BSA discusses merits of merit system

Dylan Boyle

A group of students aimed to educate the masses Thursday about the need for affirmative action in the university admissions process.

Students handed out information at the Union Drive Community Center and tried to show what university life would be like without minorities on campus, by wearing orange and refusing to speak in classes.

“We’re trying to make a statement on campus,” said Tameka Greene, vice president of the Black Student Alliance and senior in art and design. “What would it be like without students of color?”

Missing Minority Day was sponsored by the Black Student Alliance to combat recent movements across the country to get rid of affirmative action and instead use a merit system to admit students.

A merit system would not work, Greene said, because white students from upper-class neighborhoods would still be preferred over blacks from lower-class neighborhoods, even if they had the same GPA.

“It’s not a level playing ground,” Greene said.

Greene said many students come to Iowa State from predominantly white communities in Iowa and the perception students have of minorities is often framed by the negative portrayal of minorities in the media.

“When you come to a place of higher education, that perception should be flipped upside down – but it isn’t,” Greene said.

Greene said the way to change the negative perception of minorities is to have a university where minorities are accurately represented, which is why affirmative action is needed.

“It needs to start with the university,” Greene said. “The university needs to be real with themselves.

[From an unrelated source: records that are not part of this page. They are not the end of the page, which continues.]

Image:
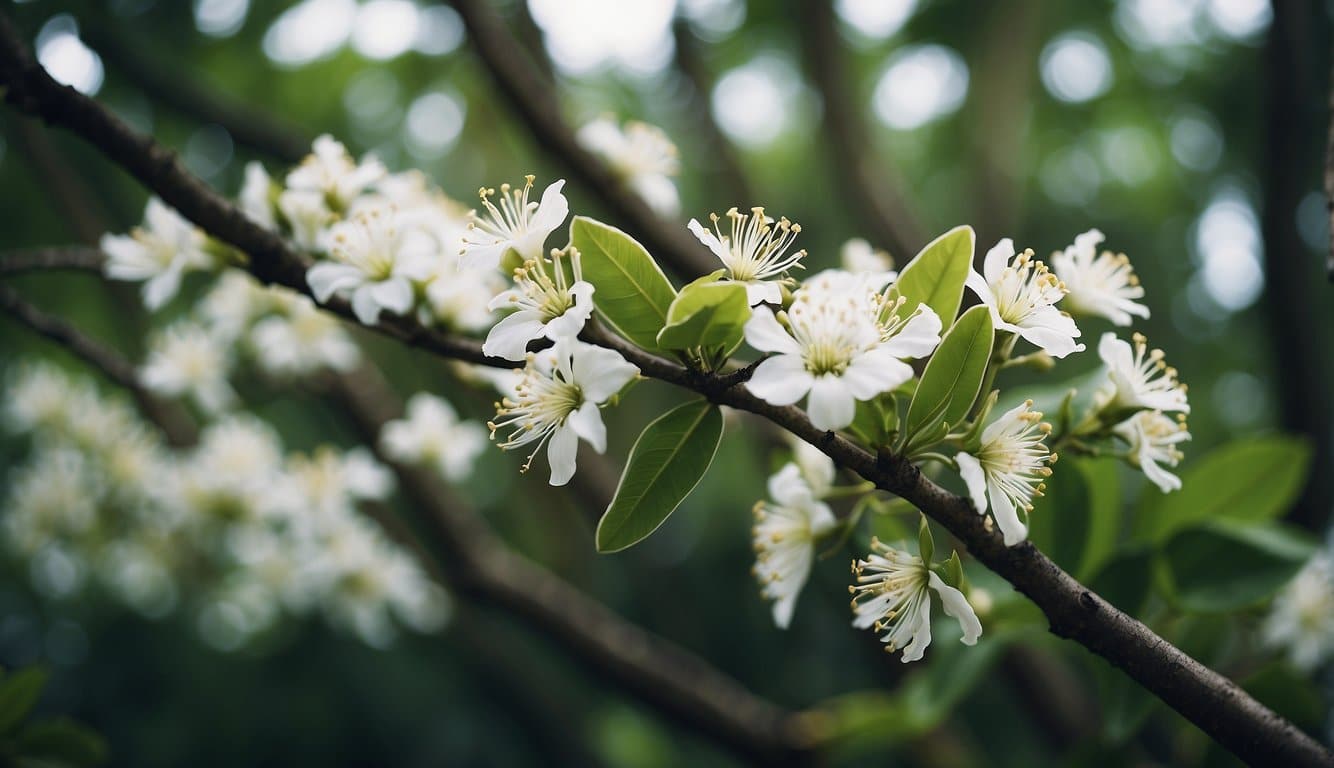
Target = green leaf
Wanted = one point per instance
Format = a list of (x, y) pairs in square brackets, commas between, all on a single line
[(664, 466), (1125, 580), (954, 375), (62, 743), (706, 315), (1226, 566), (630, 288), (935, 276), (1078, 520), (1243, 480), (19, 694)]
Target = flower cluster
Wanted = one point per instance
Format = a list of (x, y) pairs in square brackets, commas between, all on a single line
[(893, 595), (789, 526), (838, 343), (640, 155), (231, 530)]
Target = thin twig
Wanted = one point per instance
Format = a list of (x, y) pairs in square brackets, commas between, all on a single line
[(535, 103), (877, 192), (1207, 699), (72, 258), (721, 152), (176, 424), (170, 86)]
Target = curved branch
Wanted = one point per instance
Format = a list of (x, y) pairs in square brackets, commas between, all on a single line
[(1207, 699), (875, 198), (535, 103), (168, 86), (175, 423), (691, 64)]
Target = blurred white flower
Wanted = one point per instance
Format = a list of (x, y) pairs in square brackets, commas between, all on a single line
[(186, 360), (516, 224), (432, 434), (331, 172), (158, 254), (556, 402), (785, 534), (893, 595), (640, 155), (837, 348), (1138, 378), (1153, 440), (1009, 467), (303, 340), (1098, 284), (374, 262), (755, 252), (1022, 295), (1301, 620), (544, 304)]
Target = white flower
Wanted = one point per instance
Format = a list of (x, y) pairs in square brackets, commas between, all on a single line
[(891, 595), (1153, 440), (785, 538), (459, 298), (817, 468), (432, 434), (186, 360), (331, 172), (1138, 378), (308, 218), (1009, 468), (640, 155), (234, 302), (1022, 299), (302, 342), (159, 254), (837, 350), (256, 198), (755, 252), (375, 262), (546, 306), (859, 258), (1098, 284), (1302, 616), (556, 402), (38, 398), (515, 224)]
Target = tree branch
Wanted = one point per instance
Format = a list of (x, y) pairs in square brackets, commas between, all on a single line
[(881, 208), (535, 103), (1294, 127), (176, 424), (168, 86), (691, 64), (1211, 702), (677, 683)]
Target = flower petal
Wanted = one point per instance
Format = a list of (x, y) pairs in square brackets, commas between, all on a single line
[(766, 334), (957, 606), (975, 479), (831, 404), (562, 451), (781, 380)]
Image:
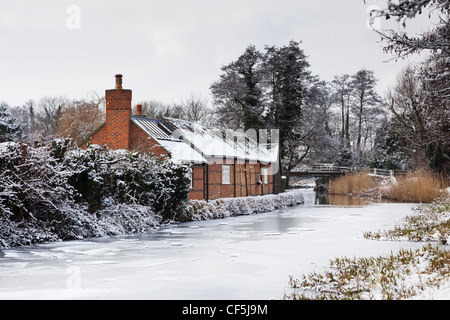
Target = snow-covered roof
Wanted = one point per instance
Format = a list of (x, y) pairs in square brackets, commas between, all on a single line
[(230, 144), (180, 151)]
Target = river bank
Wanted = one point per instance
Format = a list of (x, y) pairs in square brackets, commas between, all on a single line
[(239, 258)]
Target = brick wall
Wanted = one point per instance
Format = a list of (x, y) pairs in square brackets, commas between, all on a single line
[(198, 183), (140, 141), (118, 115)]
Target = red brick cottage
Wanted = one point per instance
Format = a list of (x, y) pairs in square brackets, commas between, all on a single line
[(223, 163)]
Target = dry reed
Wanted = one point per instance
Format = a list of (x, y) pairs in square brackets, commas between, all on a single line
[(418, 186)]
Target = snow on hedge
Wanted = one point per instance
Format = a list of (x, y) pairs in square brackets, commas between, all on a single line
[(224, 208), (55, 192)]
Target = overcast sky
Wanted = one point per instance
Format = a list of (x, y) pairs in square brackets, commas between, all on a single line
[(167, 49)]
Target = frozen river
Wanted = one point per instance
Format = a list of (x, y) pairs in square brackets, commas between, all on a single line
[(248, 257)]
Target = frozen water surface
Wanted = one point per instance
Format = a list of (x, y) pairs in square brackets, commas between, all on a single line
[(248, 257)]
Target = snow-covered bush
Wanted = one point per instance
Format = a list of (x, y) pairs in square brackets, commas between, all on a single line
[(224, 208), (53, 192), (105, 178)]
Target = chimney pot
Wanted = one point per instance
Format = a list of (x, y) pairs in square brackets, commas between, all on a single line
[(139, 110), (119, 81)]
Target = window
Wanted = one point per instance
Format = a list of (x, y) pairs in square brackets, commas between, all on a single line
[(226, 173), (265, 173)]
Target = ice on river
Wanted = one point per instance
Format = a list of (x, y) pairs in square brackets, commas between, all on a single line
[(248, 257)]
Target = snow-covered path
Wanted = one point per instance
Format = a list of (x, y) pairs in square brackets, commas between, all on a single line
[(249, 257)]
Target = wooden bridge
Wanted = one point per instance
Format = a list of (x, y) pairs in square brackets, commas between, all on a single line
[(330, 170)]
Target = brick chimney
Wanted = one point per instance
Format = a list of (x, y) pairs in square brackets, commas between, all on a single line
[(139, 110), (118, 115)]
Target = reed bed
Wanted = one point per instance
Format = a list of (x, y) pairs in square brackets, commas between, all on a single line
[(418, 186)]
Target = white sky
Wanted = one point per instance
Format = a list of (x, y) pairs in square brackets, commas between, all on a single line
[(167, 49)]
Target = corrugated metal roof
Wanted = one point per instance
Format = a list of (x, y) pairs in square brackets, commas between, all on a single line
[(155, 128), (179, 150)]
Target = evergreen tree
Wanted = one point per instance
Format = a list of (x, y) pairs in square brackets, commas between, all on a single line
[(9, 127)]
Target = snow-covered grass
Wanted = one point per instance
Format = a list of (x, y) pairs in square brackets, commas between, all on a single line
[(430, 222), (225, 208), (416, 186), (404, 275), (397, 276)]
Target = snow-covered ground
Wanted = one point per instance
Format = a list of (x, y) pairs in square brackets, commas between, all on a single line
[(247, 257)]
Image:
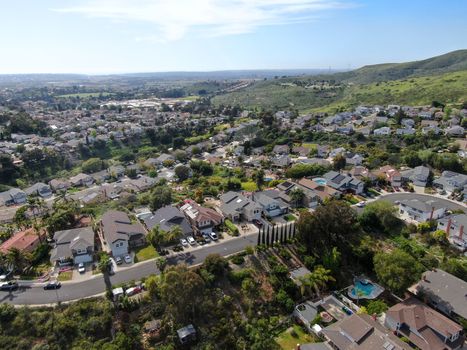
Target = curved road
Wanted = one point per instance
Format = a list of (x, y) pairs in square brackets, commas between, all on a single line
[(36, 295), (398, 196)]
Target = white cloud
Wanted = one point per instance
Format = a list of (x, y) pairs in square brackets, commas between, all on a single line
[(173, 19)]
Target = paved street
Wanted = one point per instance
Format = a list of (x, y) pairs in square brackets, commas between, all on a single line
[(36, 295)]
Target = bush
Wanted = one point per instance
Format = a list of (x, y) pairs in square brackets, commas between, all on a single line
[(231, 227), (238, 259)]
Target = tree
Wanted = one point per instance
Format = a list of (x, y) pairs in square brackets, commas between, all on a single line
[(160, 196), (376, 307), (182, 172), (258, 177), (92, 165), (17, 260), (297, 195), (397, 270), (333, 224), (216, 264), (339, 162), (182, 290), (380, 216), (316, 280)]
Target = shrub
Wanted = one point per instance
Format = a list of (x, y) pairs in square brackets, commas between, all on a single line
[(231, 227)]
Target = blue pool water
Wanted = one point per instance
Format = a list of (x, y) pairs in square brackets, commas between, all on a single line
[(365, 290), (320, 181)]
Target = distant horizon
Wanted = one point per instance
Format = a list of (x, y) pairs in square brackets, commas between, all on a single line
[(108, 37)]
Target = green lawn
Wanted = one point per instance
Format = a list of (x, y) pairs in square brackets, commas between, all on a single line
[(289, 339), (146, 253), (65, 276), (249, 186)]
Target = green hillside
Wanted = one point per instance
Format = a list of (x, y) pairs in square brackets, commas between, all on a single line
[(442, 78)]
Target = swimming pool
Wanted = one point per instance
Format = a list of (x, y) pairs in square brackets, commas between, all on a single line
[(364, 289), (320, 181)]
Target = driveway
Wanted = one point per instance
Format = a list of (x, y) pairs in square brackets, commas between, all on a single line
[(34, 294)]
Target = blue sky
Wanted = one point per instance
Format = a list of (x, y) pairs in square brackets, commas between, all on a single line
[(114, 36)]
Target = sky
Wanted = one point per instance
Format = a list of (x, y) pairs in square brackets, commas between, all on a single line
[(124, 36)]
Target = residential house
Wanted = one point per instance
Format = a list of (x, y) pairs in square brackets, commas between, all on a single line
[(319, 192), (116, 171), (281, 149), (422, 211), (455, 130), (405, 131), (444, 292), (360, 172), (353, 158), (12, 197), (455, 227), (361, 332), (271, 207), (75, 245), (451, 181), (237, 207), (390, 174), (419, 175), (424, 327), (384, 131), (82, 180), (120, 233), (343, 182), (58, 185), (25, 241), (39, 189), (167, 218), (203, 220)]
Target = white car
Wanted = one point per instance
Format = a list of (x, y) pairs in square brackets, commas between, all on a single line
[(81, 268), (191, 240)]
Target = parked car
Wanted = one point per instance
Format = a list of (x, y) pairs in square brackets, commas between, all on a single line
[(52, 285), (128, 259), (10, 285), (258, 223), (81, 268), (133, 290)]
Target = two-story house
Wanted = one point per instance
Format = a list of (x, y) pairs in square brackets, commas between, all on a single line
[(39, 189), (455, 227), (424, 327), (120, 233), (202, 219), (237, 207), (167, 218), (271, 206), (420, 211), (76, 245)]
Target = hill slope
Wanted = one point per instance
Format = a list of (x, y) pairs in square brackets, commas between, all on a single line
[(442, 78)]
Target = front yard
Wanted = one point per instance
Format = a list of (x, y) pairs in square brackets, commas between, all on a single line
[(294, 335), (145, 253)]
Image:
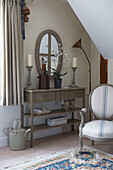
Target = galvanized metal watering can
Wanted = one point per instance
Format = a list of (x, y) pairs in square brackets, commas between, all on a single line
[(16, 136)]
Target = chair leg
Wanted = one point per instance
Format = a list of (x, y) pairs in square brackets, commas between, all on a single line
[(81, 143), (92, 142)]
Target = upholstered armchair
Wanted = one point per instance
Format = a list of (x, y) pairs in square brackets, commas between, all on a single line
[(101, 106)]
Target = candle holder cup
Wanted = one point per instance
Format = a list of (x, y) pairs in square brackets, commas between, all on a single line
[(29, 84), (73, 81)]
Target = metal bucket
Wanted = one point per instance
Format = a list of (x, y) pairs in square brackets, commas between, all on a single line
[(17, 136)]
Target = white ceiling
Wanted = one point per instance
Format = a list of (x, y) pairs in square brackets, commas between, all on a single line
[(97, 18)]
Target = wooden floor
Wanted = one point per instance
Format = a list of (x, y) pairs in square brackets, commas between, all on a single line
[(48, 145)]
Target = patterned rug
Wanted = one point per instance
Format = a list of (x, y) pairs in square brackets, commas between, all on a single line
[(90, 159)]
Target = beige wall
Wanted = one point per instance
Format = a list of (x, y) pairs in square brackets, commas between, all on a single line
[(95, 65), (58, 16)]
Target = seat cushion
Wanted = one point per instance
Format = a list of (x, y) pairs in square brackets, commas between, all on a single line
[(98, 129)]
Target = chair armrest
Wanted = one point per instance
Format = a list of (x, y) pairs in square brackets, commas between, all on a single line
[(82, 113)]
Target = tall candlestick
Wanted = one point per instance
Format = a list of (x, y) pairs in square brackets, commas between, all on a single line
[(74, 62), (29, 60)]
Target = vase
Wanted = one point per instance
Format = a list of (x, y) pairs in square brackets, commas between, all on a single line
[(57, 83), (44, 81)]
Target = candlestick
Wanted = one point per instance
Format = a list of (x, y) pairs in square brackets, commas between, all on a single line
[(73, 81), (29, 84), (74, 62), (29, 60)]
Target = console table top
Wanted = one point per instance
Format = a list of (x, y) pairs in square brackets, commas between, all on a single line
[(53, 89)]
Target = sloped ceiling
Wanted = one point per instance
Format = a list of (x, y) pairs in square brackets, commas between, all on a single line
[(97, 18)]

They boast that it’s a diverse campus, but it really isn’t.”

Greene said the university administration needs to be responsible and take some initiative, which she said it hasn’t done in the past.

“It took two-and-a-half years for us to get an interview for director of Multicultural Student Affairs,” Greene said. “If it was any other organization, that wouldn’t have happened.”

Courtney Thomas, junior in pre-journalism and mass communication and recipient of the Multicultural Vision Program Award, said she has greatly benefited from an affirmative action scholarship.

“It was a great help – you know you have a support system already,” Thomas said.

The scholarship Thomas received was one of 100 given to recruit Iowa high school students to Iowa State.

“One hundred students is not enough, though,” Greene said. “Affirmative action is not just for students of color – it affects everyone.”